Re: [PATCH net-next v3 02/14] net-timestamp: allow two features to work parallelly

Jason Xing <kerneljasonxing@xxxxxxxxx> · Thu, 31 Oct 2024 08:13:42 +0800

On Thu, Oct 31, 2024 at 7:54 AM Jason Xing <kerneljasonxing@xxxxxxxxx> wrote:
>
> On Thu, Oct 31, 2024 at 1:15 AM Willem de Bruijn
> <willemdebruijn.kernel@xxxxxxxxx> wrote:
> >
> > Jason Xing wrote:
> > > On Wed, Oct 30, 2024 at 1:37 PM Martin KaFai Lau <martin.lau@xxxxxxxxx> wrote:
> > > >
> > > > On 10/29/24 8:04 PM, Jason Xing wrote:
> > > > >>>>>>>    static void skb_tstamp_tx_output(struct sk_buff *orig_skb,
> > > > >>>>>>>                                 const struct sk_buff *ack_skb,
> > > > >>>>>>>                                 struct skb_shared_hwtstamps *hwtstamps,
> > > > >>>>>>> @@ -5549,6 +5575,9 @@ static void skb_tstamp_tx_output(struct sk_buff *orig_skb,
> > > > >>>>>>>        u32 tsflags;
> > > > >>>>>>>
> > > > >>>>>>>        tsflags = READ_ONCE(sk->sk_tsflags);
> > > > >>>>>>> +     if (!sk_tstamp_tx_flags(sk, tsflags, tstype))
> > > > >>>>>>
> > > > >>>>>> I still don't get this part since v2. How does it work with cmsg only
> > > > >>>>>> SOF_TIMESTAMPING_TX_*?
> > > > >>>>>>
> > > > >>>>>> I tried with "./txtimestamp -6 -c 1 -C -N -L ::1" and it does not return any tx
> > > > >>>>>> time stamp after this patch.
> > > > >>>>>>
> > > > >>>>>> I am likely missing something
> > > > >>>>>> or v2 concluded that this behavior change is acceptable?
> > > > >>>>>
> > > > >>>>> Sorry, I submitted this series accidentally removing one important
> > > > >>>>> thing which is similar to what Vadim Fedorenko mentioned in the v1
> > > > >>>>> [1]:
> > > > >>>>> adding another member like sk_flags_bpf to handle the cmsg case.
> > > > >>>>>
> > > > >>>>> Willem, would it be acceptable to add another field in struct sock to
> > > > >>>>> help us recognise the case where BPF and cmsg works parallelly?
> > > > >>>>>
> > > > >>>>> [1]: https://lore.kernel.org/all/662873cb-a897-464e-bdb3-edf01363c3b2@xxxxxxxxx/
> > > > >>>>
> > > > >>>> The current timestamp flags don't need a u32. Maybe just reserve a bit
> > > > >>>> for this purpose?
> > > > >>>
> > > > >>> Sure.

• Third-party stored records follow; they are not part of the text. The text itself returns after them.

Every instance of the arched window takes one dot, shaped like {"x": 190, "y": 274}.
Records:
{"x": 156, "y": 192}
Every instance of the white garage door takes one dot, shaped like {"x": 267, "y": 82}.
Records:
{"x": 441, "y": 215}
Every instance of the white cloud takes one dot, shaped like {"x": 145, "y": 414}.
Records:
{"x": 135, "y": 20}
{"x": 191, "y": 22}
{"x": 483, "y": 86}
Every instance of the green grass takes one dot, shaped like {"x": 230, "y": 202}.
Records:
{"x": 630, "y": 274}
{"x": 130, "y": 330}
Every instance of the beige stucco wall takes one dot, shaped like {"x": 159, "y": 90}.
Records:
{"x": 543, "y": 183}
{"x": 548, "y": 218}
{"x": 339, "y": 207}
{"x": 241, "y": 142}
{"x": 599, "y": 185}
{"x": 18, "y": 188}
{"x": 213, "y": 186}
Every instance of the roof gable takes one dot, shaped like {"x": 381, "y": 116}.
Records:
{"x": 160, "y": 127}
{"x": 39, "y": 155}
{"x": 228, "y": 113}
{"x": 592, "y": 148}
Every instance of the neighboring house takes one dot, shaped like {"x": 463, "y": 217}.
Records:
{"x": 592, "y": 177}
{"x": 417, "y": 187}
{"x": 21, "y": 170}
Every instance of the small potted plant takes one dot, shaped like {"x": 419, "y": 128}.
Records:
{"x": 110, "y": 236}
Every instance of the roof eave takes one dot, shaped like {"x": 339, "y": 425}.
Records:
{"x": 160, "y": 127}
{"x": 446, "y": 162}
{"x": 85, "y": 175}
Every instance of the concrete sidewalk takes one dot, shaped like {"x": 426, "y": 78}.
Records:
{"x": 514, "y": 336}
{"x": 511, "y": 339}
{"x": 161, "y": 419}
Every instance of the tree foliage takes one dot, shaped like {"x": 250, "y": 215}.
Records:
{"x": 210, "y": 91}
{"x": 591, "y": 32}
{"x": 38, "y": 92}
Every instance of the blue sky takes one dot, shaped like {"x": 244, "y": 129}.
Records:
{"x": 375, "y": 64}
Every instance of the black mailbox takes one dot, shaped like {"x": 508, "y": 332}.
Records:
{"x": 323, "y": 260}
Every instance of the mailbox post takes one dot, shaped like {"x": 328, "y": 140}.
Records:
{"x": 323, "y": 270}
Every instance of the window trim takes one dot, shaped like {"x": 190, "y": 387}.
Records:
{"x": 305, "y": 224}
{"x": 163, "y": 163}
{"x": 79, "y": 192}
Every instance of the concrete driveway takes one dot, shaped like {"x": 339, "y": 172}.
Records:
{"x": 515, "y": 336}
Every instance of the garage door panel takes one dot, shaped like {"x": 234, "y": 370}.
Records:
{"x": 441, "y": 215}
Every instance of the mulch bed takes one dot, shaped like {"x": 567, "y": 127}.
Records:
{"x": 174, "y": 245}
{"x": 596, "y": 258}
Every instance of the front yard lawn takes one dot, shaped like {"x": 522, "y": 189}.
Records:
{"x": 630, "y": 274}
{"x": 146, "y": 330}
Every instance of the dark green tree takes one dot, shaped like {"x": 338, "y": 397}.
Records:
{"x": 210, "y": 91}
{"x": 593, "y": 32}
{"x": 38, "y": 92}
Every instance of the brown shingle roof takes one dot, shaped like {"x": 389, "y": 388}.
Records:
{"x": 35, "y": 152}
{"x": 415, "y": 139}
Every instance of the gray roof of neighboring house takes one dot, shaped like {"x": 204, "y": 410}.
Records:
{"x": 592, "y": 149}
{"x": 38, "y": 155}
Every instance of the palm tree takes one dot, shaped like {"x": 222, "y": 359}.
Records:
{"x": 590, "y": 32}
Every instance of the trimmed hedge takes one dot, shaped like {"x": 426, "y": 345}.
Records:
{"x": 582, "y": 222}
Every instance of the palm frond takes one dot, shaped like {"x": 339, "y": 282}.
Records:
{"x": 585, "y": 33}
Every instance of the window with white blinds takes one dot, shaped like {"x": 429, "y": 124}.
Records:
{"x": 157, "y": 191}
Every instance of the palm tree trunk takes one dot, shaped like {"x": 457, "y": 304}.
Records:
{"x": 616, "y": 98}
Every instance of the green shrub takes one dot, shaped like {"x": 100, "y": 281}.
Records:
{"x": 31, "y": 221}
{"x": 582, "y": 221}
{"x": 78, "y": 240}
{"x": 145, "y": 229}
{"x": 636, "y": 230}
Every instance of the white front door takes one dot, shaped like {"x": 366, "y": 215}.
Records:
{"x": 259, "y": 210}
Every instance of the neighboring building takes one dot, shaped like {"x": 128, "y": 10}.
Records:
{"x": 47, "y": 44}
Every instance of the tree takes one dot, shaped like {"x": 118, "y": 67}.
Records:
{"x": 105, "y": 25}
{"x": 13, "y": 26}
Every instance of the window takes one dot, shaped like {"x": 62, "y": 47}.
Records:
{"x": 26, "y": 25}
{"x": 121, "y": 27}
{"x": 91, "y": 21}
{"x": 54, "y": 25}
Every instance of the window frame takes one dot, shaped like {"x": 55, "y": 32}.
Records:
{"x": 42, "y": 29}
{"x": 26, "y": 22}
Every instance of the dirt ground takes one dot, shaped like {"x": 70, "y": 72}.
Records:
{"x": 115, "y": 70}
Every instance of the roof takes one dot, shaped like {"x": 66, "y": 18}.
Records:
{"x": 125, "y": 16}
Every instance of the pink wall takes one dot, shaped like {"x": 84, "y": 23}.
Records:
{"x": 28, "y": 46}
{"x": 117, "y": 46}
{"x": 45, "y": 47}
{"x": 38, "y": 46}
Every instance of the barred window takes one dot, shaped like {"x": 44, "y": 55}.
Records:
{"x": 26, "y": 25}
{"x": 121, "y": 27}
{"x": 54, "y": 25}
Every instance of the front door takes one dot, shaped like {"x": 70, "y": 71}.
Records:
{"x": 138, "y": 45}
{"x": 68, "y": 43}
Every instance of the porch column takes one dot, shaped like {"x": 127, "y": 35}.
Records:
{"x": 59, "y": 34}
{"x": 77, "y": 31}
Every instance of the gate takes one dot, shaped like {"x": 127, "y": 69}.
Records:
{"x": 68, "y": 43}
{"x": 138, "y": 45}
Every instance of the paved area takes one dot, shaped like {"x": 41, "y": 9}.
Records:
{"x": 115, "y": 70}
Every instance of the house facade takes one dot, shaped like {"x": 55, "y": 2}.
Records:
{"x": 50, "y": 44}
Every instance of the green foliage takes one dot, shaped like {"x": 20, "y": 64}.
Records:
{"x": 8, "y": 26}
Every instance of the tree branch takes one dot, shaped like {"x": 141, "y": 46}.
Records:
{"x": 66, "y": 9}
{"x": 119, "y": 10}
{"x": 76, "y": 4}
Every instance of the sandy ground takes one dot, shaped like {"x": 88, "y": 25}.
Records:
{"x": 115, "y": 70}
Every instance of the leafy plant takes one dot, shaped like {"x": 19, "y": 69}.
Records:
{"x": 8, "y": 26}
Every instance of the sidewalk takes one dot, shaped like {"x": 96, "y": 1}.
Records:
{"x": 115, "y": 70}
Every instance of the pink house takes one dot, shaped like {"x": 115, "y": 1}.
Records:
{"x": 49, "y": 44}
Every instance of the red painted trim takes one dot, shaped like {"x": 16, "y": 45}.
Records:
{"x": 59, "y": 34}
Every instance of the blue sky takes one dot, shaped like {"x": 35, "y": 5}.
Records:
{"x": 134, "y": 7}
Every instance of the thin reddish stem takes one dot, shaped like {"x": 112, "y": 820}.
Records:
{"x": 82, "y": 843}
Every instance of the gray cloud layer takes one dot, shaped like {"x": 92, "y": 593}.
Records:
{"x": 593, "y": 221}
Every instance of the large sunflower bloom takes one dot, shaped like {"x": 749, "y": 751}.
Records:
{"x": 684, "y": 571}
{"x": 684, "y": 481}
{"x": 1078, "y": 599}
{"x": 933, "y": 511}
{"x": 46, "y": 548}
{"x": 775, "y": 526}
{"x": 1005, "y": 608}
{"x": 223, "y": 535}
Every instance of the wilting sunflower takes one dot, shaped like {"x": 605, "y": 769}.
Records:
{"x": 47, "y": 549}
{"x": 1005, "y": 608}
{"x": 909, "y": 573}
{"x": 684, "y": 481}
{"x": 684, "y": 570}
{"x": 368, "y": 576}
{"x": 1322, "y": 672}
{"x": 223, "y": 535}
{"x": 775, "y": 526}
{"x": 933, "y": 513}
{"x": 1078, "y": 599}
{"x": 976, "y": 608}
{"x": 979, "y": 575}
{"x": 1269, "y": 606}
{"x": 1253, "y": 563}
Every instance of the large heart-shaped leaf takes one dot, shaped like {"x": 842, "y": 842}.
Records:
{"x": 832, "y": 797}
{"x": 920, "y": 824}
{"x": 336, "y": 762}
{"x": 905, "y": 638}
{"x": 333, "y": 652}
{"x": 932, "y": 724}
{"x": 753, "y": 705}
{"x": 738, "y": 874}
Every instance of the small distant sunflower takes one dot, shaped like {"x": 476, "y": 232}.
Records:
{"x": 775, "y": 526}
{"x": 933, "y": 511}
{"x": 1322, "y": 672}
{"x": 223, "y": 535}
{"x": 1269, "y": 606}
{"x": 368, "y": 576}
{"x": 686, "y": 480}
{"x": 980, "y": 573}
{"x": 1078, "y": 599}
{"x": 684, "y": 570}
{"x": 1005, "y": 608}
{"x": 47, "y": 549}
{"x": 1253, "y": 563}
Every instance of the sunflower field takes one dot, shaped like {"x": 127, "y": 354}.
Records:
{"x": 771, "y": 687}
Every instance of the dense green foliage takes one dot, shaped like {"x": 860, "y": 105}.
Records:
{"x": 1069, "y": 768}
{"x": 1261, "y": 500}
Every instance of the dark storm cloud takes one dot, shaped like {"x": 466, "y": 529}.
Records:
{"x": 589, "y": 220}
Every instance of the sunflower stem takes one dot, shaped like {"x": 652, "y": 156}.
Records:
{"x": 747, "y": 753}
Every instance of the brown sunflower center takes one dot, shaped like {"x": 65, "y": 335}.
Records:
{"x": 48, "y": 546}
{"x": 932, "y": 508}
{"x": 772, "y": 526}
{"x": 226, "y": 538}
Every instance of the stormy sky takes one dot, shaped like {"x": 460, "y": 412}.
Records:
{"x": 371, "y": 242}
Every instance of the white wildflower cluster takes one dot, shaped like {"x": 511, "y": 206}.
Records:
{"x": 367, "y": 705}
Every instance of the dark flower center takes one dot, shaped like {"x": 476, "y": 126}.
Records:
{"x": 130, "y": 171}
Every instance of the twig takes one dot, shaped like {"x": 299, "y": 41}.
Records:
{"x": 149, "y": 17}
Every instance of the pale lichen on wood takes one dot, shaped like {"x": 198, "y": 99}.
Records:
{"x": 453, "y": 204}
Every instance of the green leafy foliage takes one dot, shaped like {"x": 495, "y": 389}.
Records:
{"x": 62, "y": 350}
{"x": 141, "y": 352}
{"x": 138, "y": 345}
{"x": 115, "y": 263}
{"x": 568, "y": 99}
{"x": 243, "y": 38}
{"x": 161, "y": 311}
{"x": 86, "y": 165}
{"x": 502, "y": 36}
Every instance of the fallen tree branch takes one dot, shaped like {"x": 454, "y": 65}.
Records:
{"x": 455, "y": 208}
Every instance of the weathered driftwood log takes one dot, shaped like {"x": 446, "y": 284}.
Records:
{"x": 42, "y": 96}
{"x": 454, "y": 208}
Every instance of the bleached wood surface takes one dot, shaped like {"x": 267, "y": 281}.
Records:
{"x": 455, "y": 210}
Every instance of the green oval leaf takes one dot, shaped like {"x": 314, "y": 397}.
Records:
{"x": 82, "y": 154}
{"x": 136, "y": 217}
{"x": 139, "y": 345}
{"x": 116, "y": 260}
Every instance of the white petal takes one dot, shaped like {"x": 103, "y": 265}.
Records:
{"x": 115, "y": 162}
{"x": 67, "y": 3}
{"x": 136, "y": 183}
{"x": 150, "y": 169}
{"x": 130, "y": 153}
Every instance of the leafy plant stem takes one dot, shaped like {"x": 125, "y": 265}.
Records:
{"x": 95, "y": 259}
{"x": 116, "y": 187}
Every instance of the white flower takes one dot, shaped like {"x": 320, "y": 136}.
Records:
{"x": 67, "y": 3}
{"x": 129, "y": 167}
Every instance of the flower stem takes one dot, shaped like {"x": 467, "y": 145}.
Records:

Good suggestion.
> > > > >>>
> > > > >>> But I think only using one bit to reflect whether the sk->sk_tsflags
> > > > >>> is used by normal or cmsg features is not enough. The existing
> > > > >>> implementation in tcp_sendmsg_locked() doesn't override the
> > > > >>> sk->sk_tsflags even the normal and cmsg features enabled parallelly.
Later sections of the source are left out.